CREATE TABLE student_grade (
  id INT AUTO_INCREMENT PRIMARY KEY,
  name VARCHAR(50) NOT NULL,
  class CHAR(1) NOT NULL,
  subject VARCHAR(20) NOT NULL,
  grade INT NOT NULL
);

This student_grade table has 5 columns as following:

  • id - The row ID, primary key.
  • name - The name of a student.
  • class - The class a student is in.
  • subject - The name of a subject.
  • grade - The grades for a subject and a student.

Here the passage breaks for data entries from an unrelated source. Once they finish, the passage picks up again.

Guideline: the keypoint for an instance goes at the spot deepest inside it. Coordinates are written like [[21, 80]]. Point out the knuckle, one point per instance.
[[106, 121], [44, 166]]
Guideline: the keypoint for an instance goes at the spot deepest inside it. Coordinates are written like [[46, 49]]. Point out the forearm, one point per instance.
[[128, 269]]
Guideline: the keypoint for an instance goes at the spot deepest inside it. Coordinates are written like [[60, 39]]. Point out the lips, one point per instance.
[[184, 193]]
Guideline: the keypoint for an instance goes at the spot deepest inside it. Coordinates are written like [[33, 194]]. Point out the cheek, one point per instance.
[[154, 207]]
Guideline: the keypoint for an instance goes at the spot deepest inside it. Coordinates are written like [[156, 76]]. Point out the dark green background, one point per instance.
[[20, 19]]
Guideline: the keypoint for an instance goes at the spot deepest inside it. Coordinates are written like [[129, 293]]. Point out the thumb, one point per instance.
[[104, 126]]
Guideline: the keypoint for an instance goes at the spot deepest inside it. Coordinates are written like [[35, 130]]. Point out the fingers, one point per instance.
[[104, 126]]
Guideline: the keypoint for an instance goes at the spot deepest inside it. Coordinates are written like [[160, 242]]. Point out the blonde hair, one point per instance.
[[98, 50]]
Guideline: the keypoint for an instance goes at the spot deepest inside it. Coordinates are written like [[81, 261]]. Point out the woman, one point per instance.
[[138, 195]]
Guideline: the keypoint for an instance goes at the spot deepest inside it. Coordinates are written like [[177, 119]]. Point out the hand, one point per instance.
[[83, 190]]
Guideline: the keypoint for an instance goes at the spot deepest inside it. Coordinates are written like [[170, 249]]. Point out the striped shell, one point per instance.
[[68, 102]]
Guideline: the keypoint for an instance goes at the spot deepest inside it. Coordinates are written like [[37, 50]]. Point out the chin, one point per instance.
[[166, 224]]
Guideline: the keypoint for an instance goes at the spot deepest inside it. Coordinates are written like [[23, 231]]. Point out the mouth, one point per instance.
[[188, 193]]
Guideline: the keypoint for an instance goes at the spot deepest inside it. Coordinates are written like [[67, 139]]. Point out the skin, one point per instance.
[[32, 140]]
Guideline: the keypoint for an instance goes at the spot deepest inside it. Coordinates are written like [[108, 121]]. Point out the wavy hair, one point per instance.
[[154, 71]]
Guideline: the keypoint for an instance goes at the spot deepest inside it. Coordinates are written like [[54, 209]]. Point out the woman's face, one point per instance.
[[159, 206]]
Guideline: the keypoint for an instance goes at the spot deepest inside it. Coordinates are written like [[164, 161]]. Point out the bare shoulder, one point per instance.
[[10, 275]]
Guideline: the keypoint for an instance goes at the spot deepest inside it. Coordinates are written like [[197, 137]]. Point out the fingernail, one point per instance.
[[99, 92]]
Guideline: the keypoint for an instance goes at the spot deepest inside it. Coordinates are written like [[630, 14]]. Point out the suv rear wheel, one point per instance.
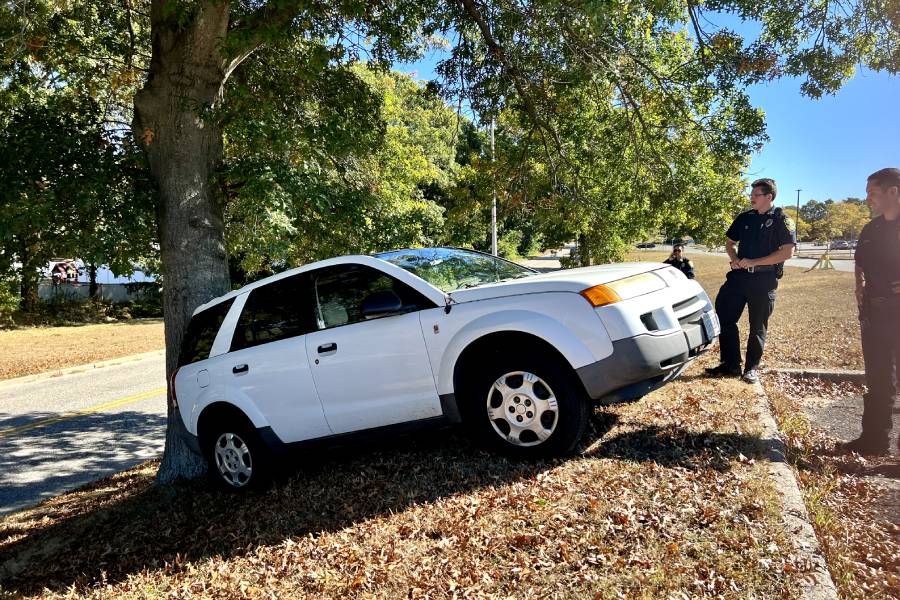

Insert some rows into the student_grade table using the following INSERT statement:

INSERT INTO student_grade
  (name, class, subject, grade)
VALUES
  ('Tim', 'A', 'Math', 9),
  ('Tom', 'A', 'Math', 7),
  ('Jim', 'A', 'Math', 8),
  ('Tim', 'A', 'English', 7),
  ('Tom', 'A', 'English', 8),
  ('Jim', 'A', 'English', 7),
  ('Lucy', 'B', 'Math', 8),
  ('Jody', 'B', 'Math', 6),
  ('Susy', 'B', 'Math', 9),
  ('Lucy', 'B', 'English', 6),
  ('Jody', 'B', 'English', 7),
  ('Susy', 'B', 'English', 8);

Use the following SELECT statement to show all rows in this table:

SELECT * FROM student_grade;
+----+------+-------+---------+-------+
| id | name | class | subject | grade |
+----+------+-------+---------+-------+
|  1 | Tim  | A     | Math    |     9 |
|  2 | Tom  | A     | Math    |     7 |
|  3 | Jim  | A     | Math    |     8 |
|  4 | Tim  | A     | English |     7 |
|  5 | Tom  | A     | English |     8 |
|  6 | Jim  | A     | English |     7 |
|  7 | Lucy | B     | Math    |     8 |
|  8 | Jody | B     | Math    |     6 |
|  9 | Susy | B     | Math    |     9 |
| 10 | Lucy | B     | English |     6 |
| 11 | Jody | B     | English |     7 |
| 12 | Susy | B     | English |     8 |
+----+------+-------+---------+-------+
12 rows in set (0.00 sec)

Example 1

The following statement uses the MySQL CUME_DIST() function to divide all rows into 2 partitions and calculate the cumulative distribution of each student’s grades:

SELECT *,
  CUME_DIST() OVER (
    PARTITION BY subject
    ORDER BY grade
  ) "cume_dist"
FROM student_grade;
+----+------+-------+---------+-------+---------------------+
| id | name | class | subject | grade | CUME_DIST           |
+----+------+-------+---------+-------+---------------------+
| 10 | Lucy | B     | English |     6 | 0.16666666666666666 |
|  4 | Tim  | A     | English |     7 |  0.6666666666666666 |
|  6 | Jim  | A     | English |     7 |  0.6666666666666666 |
| 11 | Jody | B     | English |     7 |  0.6666666666666666 |
|  5 | Tom  | A     | English |     8 |                   1 |
| 12 | Susy | B     | English |     8 |                   1 |
|  8 | Jody | B     | Math    |     6 | 0.16666666666666666 |
|  2 | Tom  | A     | Math    |     7 |  0.3333333333333333 |
|  3 | Jim  | A     | Math    |     8 |  0.6666666666666666 |
|  7 | Lucy | B     | Math    |     8 |  0.6666666666666666 |
|  1 | Tim  | A     | Math    |     9 |                   1 |
|  9 | Susy | B     | Math    |     9 |                   1 |
+----+------+-------+---------+-------+---------------------+
12 rows in set (0.00 sec)

Note that the window function in the SQL statement above:

CUME_DIST() OVER (
  PARTITION BY subject
  ORDER BY grade
)

In the OVER clause,

  • The PARTITION BY subject partitions all rows by subject
  • The ORDER BY grade sorts all rows within each partition in ascending order by grade
  • The CUME_DIST() calculate the cumulative distribution for each row.

Note that within each subject, rows with the same grade have the same cumulative distribution.